4. Smaller is better. Egg shells, bread heels, vegetable stalks—kitchen refuse in general, will degrade quicker if it is broken down into smaller pieces. My husband wants to find an old working blender at a garage sale and puree the kitchen stuff, but I just crush up the shells, break up the stalks and tear up the bread and banana peels. It works.

5. Chunky is Okay. If the kitchen waste doesn’t get broken up before going into the composter or heap, it’s okay. Chunks of organic material seems to be a beacon for worms and sowbugs and billions of tiny micro-organisms. Just keep ‘em covered, because the uncovered kitchen refuse does send out wafts of odor. An uncovered composting bin or pile can become too dry which increases the time needed for the ingredients to make compost. Turning and aerating also helps speed decomposition and reduce smell.

6. Keep What You Reap. All of it. All your grass clippings, all your prunings, all your leaves. Sans weeds. It takes a very hot pile and a bit more practice to compost the weeds. This is what is in my second pile mentioned above. The dry stuff. It’s for layering.
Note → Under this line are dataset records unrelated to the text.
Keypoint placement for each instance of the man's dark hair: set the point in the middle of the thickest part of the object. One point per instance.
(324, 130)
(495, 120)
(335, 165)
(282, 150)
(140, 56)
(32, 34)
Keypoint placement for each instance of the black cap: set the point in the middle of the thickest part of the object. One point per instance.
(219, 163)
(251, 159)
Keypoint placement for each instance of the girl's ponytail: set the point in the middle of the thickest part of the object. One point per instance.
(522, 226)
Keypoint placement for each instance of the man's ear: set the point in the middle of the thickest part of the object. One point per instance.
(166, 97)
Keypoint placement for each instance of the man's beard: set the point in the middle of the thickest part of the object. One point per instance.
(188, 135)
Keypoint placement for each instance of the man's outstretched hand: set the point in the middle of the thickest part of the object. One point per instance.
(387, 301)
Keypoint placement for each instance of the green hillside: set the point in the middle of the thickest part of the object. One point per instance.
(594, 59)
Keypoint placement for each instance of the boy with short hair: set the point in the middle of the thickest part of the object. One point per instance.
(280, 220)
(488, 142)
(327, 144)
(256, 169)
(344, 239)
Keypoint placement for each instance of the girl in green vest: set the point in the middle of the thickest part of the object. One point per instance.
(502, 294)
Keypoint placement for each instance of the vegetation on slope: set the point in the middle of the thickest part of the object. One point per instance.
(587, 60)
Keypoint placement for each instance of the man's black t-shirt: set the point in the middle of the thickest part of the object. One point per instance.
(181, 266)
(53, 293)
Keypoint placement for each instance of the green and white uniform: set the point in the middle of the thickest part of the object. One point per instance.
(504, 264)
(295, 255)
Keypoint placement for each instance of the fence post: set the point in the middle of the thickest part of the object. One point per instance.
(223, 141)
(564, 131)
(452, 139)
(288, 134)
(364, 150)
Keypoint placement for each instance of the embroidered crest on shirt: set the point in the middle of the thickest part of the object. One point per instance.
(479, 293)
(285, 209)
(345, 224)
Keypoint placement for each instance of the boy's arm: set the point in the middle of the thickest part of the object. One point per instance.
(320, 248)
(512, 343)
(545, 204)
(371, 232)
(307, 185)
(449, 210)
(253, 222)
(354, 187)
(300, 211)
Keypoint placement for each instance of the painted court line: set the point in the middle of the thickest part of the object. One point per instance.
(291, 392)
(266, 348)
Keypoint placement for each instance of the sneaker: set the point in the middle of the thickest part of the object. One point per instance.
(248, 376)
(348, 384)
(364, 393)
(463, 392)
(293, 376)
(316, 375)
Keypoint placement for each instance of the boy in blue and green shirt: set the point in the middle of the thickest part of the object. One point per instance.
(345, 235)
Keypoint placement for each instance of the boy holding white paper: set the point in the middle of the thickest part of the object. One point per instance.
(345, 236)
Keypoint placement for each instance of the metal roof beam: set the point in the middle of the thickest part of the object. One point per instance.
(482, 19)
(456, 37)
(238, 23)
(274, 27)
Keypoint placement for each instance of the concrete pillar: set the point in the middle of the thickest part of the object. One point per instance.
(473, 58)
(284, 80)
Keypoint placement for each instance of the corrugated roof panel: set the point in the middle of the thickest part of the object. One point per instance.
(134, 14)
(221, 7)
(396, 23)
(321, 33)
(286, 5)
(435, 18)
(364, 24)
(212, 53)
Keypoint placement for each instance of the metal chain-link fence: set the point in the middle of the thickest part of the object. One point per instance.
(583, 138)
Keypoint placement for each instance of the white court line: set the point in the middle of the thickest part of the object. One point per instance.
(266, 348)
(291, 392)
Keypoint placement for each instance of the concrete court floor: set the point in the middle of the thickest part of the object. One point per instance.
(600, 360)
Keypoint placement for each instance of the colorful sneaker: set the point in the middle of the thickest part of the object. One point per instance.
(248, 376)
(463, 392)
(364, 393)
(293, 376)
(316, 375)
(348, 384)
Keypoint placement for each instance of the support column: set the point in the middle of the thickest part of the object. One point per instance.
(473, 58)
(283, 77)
7. Equipment. There are tools especially for turning compost. But a hand held shovel, spade and an “apple picker” (tined horse manure scoop) are also fine. A multi-tined fork would work just as well. A water source is mandatory. Gloves,wheel barrow or cart to move materials to the bin and finished compost away are helpful but not required.

Start with a layer of chicken,horse or cow manure and wet it, layer on the dry stuff, then a layer of green clipping (freshly mown lawn) if you have it, then another layer of wet and a layer of dry. Soak, cover, and leave it. After a couple of weeks, take the tined fork to scoop and flip, then replace the compost into the pile, water and cover again. If you have chosen a bin use the tool each time materials are added or at least weekly to keep the compost cooking. In about 3 months, you should have a great addition to your soil that you just work in with the spade or hand held shovel.

In the 15 years composting experience of the author, there have been some failures, but many more successes using the seven tips for DIY making compost. No matter how small or simple just remember;in the words of www.compostingplace.com : enrich the earth;everyone can enjoy composting today!